これだけ分かっていても、良いところが一番最後に挙げたところしかないというのは絶望的にも雅には思えた。
「大人ならもう少し、行儀良く食べたらどうなのよ?」
「そんなゆったり喰っている間に、海魔に襲われたらどうするんだ? 死ぬ前に美味くなくとも飯を喰って、腹を満たしておきたいものじゃねぇか」
美味くない飯と言っているが、葵の料理は実際のところ美味しい。一人暮らしをして、節制しながらの食事をしていた雅が感動するほどの美味しさなので、普段からなにを食べていたかも定かではないディルには極上の料理にすら感じられるはずだ。それを素直に美味しいと言えないのは「嘘」ではないのかとも雅は思ったのだが、こんな分かりやすい台詞を嘘に数えるのは、おこがましいだろう。
「葵お姉ちゃん、美味しい」
がっつくディルの横でリィが行儀良く、料理を口に運んで、感想を言いつつはにかんだ。
「ありがとう、リィちゃん」
「リィは素直なのはディルを反面教師にしているからでしょ、きっと」
「クソガキのクセに、反面教師って言葉を知っているなんざ驚きだなぁ、おい。教養のねぇ猿だと思っていたんだがなぁ」
売り言葉に買い言葉といった具合に、雅に罵詈雑言を浴びせるディルだが、箸の勢いは止まっていない。

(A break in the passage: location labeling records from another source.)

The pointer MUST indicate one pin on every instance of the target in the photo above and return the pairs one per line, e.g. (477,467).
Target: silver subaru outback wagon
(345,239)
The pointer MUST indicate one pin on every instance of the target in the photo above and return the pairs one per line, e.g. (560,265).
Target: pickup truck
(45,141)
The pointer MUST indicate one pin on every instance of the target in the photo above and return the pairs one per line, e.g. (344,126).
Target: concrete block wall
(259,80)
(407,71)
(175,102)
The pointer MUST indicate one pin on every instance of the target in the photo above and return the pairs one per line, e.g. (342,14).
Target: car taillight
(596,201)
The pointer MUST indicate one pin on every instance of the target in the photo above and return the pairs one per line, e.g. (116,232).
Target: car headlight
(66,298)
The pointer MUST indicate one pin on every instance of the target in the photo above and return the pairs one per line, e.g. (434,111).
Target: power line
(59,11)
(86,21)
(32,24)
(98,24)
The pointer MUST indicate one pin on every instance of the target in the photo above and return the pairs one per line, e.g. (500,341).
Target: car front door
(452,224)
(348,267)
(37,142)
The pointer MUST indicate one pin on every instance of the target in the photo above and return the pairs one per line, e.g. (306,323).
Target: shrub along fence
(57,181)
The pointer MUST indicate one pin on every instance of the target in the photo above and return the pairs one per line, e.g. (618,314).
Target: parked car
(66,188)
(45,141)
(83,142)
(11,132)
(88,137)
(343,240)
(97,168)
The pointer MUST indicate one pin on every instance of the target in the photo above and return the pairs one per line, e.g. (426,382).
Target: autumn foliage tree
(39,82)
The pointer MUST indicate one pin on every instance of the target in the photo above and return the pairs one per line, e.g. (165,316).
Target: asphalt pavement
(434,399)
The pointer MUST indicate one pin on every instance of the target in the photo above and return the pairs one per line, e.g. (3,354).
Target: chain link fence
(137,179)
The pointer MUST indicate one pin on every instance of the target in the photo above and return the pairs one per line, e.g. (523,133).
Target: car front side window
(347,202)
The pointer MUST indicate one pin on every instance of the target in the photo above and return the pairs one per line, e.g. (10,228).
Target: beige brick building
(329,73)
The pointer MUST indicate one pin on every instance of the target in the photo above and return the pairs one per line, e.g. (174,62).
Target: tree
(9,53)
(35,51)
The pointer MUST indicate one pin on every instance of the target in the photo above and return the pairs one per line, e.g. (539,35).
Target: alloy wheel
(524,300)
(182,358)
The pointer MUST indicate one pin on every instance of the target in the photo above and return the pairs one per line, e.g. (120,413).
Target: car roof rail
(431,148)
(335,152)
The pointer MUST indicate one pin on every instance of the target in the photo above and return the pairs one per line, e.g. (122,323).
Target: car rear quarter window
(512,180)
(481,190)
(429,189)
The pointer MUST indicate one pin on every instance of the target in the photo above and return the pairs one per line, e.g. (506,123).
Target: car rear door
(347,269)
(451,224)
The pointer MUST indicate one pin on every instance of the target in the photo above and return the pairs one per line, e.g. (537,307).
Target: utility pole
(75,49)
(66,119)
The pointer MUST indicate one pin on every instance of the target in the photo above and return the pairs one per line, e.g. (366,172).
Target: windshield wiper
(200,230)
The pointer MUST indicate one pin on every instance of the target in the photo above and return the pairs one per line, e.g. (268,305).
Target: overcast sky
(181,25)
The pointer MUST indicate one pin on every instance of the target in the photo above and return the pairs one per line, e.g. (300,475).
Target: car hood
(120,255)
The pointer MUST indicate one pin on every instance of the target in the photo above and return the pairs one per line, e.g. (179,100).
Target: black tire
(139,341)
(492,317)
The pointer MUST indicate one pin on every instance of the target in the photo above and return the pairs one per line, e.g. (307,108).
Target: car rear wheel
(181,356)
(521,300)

「せっかく作った料理が美味しくなくなります! お二人共、静かにして下さい!!」
牽制し、睨み合いを続けるディルと雅に葵の激が飛ぶ。彼女がこれほど大きな声を出すこと自体、珍しいことなので雅は素直に引き下がるが、ディルだけは不満たらたらな顔をしたまま料理を食していた。

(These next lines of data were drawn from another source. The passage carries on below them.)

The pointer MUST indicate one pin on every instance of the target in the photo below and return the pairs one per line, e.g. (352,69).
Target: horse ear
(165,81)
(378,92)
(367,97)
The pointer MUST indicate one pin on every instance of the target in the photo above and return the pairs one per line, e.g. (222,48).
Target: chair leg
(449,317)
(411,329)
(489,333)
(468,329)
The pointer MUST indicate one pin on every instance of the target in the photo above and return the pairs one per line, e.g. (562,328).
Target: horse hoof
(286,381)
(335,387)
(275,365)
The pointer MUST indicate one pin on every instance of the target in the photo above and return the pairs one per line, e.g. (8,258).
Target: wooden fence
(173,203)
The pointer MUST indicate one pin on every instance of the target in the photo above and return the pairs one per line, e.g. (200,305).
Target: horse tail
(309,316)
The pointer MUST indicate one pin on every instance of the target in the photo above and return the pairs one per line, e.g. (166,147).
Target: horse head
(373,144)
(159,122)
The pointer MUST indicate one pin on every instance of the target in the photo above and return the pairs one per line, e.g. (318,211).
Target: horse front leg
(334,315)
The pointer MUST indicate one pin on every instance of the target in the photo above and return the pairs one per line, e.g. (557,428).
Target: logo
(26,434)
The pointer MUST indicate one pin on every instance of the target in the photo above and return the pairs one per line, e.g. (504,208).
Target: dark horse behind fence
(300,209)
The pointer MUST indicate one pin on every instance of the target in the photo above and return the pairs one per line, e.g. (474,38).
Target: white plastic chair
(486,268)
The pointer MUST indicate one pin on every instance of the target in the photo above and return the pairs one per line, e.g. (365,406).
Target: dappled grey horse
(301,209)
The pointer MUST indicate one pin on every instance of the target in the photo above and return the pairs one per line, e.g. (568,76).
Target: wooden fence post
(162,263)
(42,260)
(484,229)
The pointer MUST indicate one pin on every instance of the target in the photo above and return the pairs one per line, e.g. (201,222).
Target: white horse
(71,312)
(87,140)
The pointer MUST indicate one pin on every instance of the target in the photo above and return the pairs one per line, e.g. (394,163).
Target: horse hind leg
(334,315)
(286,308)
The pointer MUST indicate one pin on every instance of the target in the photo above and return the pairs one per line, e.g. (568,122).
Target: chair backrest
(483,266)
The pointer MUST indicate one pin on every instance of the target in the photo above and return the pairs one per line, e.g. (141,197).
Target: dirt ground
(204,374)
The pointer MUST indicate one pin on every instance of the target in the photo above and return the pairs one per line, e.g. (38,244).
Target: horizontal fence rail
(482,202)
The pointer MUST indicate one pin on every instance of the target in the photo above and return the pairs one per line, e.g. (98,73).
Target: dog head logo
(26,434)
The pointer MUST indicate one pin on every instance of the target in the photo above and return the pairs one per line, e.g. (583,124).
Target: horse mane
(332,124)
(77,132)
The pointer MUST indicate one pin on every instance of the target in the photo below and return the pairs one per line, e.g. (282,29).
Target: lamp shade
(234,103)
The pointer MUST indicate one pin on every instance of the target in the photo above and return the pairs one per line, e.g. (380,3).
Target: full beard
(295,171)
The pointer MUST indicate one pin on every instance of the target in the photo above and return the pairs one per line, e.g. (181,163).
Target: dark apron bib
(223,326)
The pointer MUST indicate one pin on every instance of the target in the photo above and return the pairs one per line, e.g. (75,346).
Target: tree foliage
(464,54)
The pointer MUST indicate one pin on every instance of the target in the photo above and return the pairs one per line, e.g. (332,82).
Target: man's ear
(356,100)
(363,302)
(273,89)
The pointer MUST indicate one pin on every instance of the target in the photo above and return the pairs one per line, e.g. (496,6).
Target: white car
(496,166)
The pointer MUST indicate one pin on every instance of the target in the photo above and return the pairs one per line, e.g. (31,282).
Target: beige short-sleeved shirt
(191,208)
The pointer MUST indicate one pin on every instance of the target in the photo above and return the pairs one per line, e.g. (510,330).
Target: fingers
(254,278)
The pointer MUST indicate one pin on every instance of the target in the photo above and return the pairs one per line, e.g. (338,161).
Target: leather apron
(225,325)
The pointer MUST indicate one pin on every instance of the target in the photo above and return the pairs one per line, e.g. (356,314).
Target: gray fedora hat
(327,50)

「よくもまぁ、雅さんが退院した翌日に喧嘩ができますね。退院祝いと思って、腕によりを掛けて作ったんですよ?」
前回の騒動後、雅は入院し、昨日ようやく退院した。右耳の鼓膜は再生し、聴力検査でも完全な回復を見せた。ヒビの入っていた右腕も、動かす上では問題無いと言われてギプスを外された。ただし、負荷を掛けるようなことはしないようにと医者には釘を刺されている。なので、退院してからは右腕を労わるようにして雅は生活している。
「へぇ、そいつは嬉しいねぇ。だったら、そこのクソガキがこれから何度も入退院を繰り返してくれりゃ、いつも腕によりを掛けた料理とやらを作るのかねぇ?」
引き下がらないディルに、葵の朗らかな笑みが僅かに引き攣ったのが雅には見えた。だが、ここに口を出すとせっかく治り掛けている右腕を痛め付けられて、またギプス行きになってしまうかも知れない。そもそも、葵に難癖を付けているのであって自分には関係ない。関係ないが、友人がディルに喧嘩を売られている様を見るのは、どうにも落ち着かないものがある。

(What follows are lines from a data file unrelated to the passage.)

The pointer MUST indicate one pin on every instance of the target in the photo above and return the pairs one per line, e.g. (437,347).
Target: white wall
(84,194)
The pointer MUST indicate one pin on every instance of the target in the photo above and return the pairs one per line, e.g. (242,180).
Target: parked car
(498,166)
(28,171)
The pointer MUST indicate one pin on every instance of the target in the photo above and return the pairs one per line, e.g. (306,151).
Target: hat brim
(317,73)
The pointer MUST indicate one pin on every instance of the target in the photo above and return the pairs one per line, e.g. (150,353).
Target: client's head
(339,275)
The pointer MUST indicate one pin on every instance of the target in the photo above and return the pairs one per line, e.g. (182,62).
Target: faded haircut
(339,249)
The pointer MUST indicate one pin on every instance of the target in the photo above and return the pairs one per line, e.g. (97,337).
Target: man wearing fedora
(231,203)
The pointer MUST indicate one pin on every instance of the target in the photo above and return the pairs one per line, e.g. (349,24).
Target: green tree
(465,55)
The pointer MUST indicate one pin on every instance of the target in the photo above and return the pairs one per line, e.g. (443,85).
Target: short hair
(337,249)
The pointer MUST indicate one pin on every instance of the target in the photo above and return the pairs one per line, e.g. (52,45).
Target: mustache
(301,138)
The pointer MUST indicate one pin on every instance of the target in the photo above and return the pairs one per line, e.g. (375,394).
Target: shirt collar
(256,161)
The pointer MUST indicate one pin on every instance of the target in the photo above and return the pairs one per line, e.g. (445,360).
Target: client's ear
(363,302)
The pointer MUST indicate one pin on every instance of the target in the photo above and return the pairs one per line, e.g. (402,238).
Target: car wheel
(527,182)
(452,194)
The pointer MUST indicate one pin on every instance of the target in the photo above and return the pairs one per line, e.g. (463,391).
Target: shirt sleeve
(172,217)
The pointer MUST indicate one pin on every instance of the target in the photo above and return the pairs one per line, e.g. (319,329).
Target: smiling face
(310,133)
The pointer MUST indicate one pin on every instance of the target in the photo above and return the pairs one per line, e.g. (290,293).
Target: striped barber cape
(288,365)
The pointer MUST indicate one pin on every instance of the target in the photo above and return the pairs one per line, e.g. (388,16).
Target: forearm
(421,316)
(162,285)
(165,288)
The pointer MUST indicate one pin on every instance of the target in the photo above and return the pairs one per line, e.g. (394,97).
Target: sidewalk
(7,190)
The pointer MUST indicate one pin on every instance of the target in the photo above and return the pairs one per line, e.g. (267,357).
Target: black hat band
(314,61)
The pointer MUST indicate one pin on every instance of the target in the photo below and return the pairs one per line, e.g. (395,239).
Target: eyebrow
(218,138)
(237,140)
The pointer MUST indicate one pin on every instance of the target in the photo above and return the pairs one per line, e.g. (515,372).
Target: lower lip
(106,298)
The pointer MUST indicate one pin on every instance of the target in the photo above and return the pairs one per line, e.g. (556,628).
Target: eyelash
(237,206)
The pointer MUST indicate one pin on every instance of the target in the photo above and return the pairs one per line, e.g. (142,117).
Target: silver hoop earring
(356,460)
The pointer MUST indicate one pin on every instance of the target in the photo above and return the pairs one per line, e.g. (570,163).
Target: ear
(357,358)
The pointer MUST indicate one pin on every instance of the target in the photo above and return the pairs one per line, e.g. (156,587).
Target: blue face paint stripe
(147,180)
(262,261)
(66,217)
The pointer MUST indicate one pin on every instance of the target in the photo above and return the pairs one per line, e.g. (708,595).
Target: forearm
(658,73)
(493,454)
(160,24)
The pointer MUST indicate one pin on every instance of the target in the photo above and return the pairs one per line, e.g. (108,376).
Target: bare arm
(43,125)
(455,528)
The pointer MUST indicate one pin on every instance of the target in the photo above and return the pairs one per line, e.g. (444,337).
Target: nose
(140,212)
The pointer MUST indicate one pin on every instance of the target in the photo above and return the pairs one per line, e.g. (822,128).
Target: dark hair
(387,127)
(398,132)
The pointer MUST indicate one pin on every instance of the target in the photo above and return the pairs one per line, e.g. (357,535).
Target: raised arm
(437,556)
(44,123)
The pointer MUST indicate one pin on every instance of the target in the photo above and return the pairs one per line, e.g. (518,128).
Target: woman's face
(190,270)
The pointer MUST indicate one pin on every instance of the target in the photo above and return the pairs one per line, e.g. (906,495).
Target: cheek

「……はぁっ、ディルさんはなにを言ったら黙ってくれるんですか?」
「ディルはね、『人で無し』が嫌いなんだ」
リィが言った直後、その頭をディルがパシンッと叩いた。力は強かったが、彼女が椅子から落ちるほどの威力は無かった。これが雅だったなら椅子から蹴落とされている。リィに対する暴力はまだずっとずっとマシなのだ。
「なんで『無し』に力を込めて言うの?」
「ああん?」
「いや、私の言っている『人でなし』とディルの考えている『人で無し』は違うんじゃないかな、と思って……なん、だけど」
睨みに耐え切れず、雅は徐々に言葉を尻すぼみにさせてしまった。